Performance

Performance is a significant architectural concern. We showed how to enable statistics in Hibernate and collect various metrics via JMX in Chapter 7, Metrics and Statistics, to help you identify bottlenecks. Throughout this book, we have identified ways of improving performance. Let's revisit some of these concepts here and discuss how they are effective.

Lazy loading

The decision to use lazy loading depends on specific situations. It is important to understand how lazy loading is accomplished. As we discussed, when you load an entity, Hibernate creates and returns a proxy object, which is uninitialized. (This doesn't occur when you use the get method.) Only when you access one of the attributes of the loaded entity does, Hibernate submit a database query to fetch the values. The same concept applies to associated entities. When you fetch the parent entities, the lazy-loaded associated entities are not fetched until they are accessed. This causes an extra trip to the database. This is an improvement in performance when dealing with one or a few entities, especially when you are not certain if you need the associated entities. But, in cases when several entities are fetched along with their associated entities, lazy loading can create a bottleneck.

It is important to keep in mind that different association types have different default fetch types. For example, the default fetch type for one-to-one and many-to-one is FetchType.EAGER, whereas the default fetch type for one-to-many and many-to-many is FetchType.LAZY.

Fetch mode

We already discussed fetch mode in Chapter 4, Advanced Fetching.
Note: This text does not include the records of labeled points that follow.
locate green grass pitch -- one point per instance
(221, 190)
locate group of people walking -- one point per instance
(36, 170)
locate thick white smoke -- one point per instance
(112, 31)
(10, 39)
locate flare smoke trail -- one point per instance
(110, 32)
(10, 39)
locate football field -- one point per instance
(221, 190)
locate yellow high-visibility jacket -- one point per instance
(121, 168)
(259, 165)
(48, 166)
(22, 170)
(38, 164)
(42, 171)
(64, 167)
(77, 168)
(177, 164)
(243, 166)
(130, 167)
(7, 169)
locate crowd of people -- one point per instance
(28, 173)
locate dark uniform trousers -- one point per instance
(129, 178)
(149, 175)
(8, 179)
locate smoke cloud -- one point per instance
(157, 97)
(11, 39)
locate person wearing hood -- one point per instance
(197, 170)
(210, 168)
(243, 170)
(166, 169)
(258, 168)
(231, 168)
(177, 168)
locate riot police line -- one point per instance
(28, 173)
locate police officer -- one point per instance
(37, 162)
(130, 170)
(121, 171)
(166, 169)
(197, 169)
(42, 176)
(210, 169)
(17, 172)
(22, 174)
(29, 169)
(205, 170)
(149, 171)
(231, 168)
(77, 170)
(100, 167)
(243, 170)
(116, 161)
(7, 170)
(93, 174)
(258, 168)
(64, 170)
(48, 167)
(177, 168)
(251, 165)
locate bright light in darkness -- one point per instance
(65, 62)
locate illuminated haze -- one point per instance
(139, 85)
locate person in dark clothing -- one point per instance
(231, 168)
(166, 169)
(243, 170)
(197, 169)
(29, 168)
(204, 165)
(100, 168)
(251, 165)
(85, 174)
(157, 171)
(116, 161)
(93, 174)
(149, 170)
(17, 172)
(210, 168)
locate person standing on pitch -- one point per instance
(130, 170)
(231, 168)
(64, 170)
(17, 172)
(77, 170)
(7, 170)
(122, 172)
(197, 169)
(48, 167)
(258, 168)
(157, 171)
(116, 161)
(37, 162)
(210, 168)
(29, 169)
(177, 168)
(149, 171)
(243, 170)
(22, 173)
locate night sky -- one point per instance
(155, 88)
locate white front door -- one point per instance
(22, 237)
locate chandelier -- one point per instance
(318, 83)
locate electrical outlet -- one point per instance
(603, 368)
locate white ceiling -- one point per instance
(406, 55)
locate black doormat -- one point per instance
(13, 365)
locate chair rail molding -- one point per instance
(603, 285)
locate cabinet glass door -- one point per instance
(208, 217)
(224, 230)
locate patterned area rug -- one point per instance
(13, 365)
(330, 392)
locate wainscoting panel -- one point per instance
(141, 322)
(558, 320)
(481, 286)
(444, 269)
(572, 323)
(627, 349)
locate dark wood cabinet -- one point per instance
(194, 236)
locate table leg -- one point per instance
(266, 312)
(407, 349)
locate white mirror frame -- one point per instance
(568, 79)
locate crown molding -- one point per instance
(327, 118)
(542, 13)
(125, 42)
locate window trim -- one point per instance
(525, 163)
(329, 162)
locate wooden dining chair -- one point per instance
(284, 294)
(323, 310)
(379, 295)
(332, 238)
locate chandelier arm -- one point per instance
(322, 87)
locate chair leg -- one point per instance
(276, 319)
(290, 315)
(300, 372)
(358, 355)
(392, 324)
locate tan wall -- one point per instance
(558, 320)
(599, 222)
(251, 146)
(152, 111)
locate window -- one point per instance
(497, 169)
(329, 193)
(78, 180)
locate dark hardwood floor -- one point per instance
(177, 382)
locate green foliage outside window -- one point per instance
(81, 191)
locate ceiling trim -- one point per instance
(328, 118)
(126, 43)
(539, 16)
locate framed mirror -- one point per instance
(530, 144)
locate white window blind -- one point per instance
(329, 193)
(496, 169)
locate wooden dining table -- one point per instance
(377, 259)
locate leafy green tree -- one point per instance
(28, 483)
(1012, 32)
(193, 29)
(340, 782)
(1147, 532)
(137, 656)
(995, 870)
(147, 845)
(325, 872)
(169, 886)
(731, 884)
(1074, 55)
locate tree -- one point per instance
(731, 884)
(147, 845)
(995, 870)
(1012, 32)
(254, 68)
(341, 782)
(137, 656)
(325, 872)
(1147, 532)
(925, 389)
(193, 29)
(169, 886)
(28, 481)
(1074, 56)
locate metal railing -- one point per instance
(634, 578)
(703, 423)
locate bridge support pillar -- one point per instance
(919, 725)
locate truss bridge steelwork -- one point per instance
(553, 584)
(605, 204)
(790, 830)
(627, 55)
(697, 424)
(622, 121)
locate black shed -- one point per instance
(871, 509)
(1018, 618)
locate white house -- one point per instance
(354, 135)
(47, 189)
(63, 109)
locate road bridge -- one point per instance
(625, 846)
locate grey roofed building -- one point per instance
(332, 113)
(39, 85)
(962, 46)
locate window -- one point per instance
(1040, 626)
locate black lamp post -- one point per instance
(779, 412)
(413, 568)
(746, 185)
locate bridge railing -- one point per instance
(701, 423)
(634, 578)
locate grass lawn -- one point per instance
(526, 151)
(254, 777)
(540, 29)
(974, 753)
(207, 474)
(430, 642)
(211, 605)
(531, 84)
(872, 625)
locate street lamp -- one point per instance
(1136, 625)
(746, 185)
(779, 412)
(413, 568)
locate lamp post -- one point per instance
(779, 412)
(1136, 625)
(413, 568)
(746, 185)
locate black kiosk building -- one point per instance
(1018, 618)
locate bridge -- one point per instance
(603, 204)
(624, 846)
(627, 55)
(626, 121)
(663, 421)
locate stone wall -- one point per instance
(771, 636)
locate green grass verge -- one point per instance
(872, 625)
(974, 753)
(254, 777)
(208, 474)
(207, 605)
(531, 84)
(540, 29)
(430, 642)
As you recall, when you set Fetch Mode to JOIN, Hibernate ignores the fetch type and uses the eager strategy. However, if you fetch the root entity using HQL, it will not pay attention to the fetch mode on the association. In that case, you would have to explicitly change the HQL to fetch the associated entity eagerly, as shown here:

persons = session
    .createQuery("from Person p left join fetch p.children")
    .setResultTransformer(Criteria.DISTINCT_ROOT_ENTITY)
    .list();

Batch processing

Hibernate delays writing the data until the session is closed and the transaction is committed. If you are processing a large number of database writes, consider flushing (and clearing) the session occasionally. Hibernate is smart enough to use the JDBC batch. Besides taking advantage of JDBC batch processing, this also reduces the memory footprint of such sessions. We already discussed this in Chapter 1, Entity and Session.

Caching

We dedicated an entire chapter of this book to Hibernate caching. It is important to understand this mechanism very well, particularly second-level caching; it could work in your favor, or it could be the source of problem. One effective way to determine if database caching is the root cause of your problems is to turn off caching (a simple configuration change).

Stateless session

Consider using a stateless session, as it performs better in some cases. You can achieve even better throughput if you split up the work using multiple threads. But, you have to ensure that your database allows enough simultaneous connections and ensure that you have enough connections in your application connection pool. The following is an example of using a stateless Hibernate session in a multithreaded mechanism, using 4 threads to store 200,000 entities:

List<Thread> threads = new ArrayList<Thread>();
for (int i = 0; i < 4; i++) {
  Thread thread = new Thread() {
    @Override
    public void run() {
      try {
      StatelessSession session = HibernateUtil
      .getSessionFactory()
      .openStatelessSession();
      Transaction transaction = session.beginTransaction();
    
      for (int i = 0; i < 50000; i++) {
          Person person = randomPersonNoChild();
          session.insert(person);
      }
      
      transaction.commit();
      } catch (Exception e) {
        e.printStackTrace();
      }
    }
  };
  threads.add(thread);
}

for (int i =0; i < threads.size(); i++) {
  threads.get(i).start();
}

Note

Note that it is not recommended to spawn threads in a Java Enterprise Application. For that, you should consider using asynchronous beans. Most enterprise application servers support asynchronous beans.